Auf der Suche nach dem Verstehen
Von
Konstanze Ährmann
Fremdsein
hat viele verschiedene Facetten. Bei der Begegnung zwischen Deutschen und
Emigranten aber auch zwischen Emigranten verschiedener Nationalitäten gibt es
immer wieder Missverständnisse, die nur durch das gemeinsame Gespräch, das
Kennenlernen und die Akzeptanz der Andersartigkeit gelöst werden können. Die
iranische Regisseurin Niloofar Beyzaie baut dazu mit ihrem ersten
deutschsprachigen Stück eine Brücke.
Das Ensemble, die freie Theatergruppe Daritsche, spielt in zwei Gruppen, die
zwar getrennt sind, aber doch zusammengehören. Die drei Schauspielerinnen,
Sükriye Dönmez, Parvaneh Hamidi und Inaam Wali, agieren zumeist als Einheit und
geben mal nüchterne Sachinformationen, mal den Ausdruck tiefer Gefühle wieder.

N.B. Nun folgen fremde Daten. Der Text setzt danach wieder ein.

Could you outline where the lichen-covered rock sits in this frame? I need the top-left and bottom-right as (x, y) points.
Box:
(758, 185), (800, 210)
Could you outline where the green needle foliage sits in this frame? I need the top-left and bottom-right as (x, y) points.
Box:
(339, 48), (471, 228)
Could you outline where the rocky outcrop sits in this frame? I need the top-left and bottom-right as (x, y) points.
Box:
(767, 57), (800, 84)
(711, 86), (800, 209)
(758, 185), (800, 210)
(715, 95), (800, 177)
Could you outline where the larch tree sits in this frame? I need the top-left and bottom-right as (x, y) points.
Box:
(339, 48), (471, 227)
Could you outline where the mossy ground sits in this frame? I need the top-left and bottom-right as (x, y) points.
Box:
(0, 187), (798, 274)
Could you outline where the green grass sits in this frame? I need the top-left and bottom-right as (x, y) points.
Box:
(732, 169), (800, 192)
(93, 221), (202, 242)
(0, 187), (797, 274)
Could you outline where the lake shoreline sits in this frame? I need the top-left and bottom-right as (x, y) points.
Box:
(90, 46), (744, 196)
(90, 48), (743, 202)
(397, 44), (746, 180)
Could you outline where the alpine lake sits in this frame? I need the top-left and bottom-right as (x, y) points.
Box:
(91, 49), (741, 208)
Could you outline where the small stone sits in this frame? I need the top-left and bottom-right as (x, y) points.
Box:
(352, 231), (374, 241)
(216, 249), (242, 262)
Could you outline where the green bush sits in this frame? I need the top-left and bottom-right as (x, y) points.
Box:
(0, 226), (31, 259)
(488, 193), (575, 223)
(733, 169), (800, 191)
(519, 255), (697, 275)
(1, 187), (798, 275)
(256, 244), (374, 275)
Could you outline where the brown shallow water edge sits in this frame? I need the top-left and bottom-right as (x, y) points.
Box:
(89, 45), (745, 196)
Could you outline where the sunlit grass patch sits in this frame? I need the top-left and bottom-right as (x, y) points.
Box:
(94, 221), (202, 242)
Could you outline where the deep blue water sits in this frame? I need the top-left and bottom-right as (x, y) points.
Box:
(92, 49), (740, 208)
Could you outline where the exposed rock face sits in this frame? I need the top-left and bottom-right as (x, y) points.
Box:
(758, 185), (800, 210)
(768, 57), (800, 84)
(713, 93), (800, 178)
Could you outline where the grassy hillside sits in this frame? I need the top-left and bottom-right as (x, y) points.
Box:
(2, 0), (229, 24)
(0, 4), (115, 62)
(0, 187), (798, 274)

Maria Piniella und Farhang Kassraei, die auch die Textgrundlage lieferten,
spielen ein Paar – sie die Tochter von Immigranten und von Kindheit an in
Deutschland, er als politischer Flüchtling erst als erwachsener Exilant aus dem
Iran gekommen. Entsprechend der kollagenartigen Zusammensetzung der Szenen
kommen die Gemeinsamkeiten, aber auch die individuellen Aspekte jeder der fünf
Persönlichkeiten zum Ausdruck. So wird die Trennung der beiden Gruppen – die
drei Frauen agieren im Bühnenhintergrund, das Paar sitzt ganz vorne, fast in
Berührung mit dem Publikum – immer wieder aufgehoben durch Bewegungssequenzen,
bei denen die Individualität aller fünf Personen durch minimale Bewegungen,
umfassende Gesten und auch fremdsprachige Monologe veranschaulicht wird.
Eine durch die aktuelle Medien-Diskussion hervorgehobene Szene stellt die
Verschleierung der vier Frauen dar. Jede geht anders mit ihrem schwarzen Tuch
um, das sich wie ein Schleier um sie legt und ihre Persönlichkeit verdeckt. Die
eine scheint mit dem Schleier gut leben zu können, eine andere kämpft gegen das
Tuch, eine andere nutzt den Schleier, um sich selbst vor der Außenwelt zu
schützen. Diese Szene wirkt besonders intensiv, sie versinnbildlicht, dass
gerade die Hauptbetroffenen – die Frauen – im Islam nicht gefragt werden und
ohne Hilfe von außen allein mit ihrer Situation zurechtkommen müssen. Da helfen
Brücken wie dieses Stück, aus der eigenen Bequemlichkeit aufzuwachen und die
Realität zu erkennen, was in der Folge zu Verständnis und vielleicht auch zu
aktiver Hilfe von außen führen kann.
Auf jeden Fall ist der Besuch des Stückes „Fremd wie Du und Ich“ empfehlenswert
für diejenigen, die sich ihre eigene Meinung nicht nur durch die Wiedergabe der
subjektiven Medienwirklichkeit bilden. Die Inszenierung und die – zunächst
ungewohnte – anschließende Gesprächsrunde mit der Regisseurin und dem Ensemble
decken weitere Facetten des Fremdseins auf.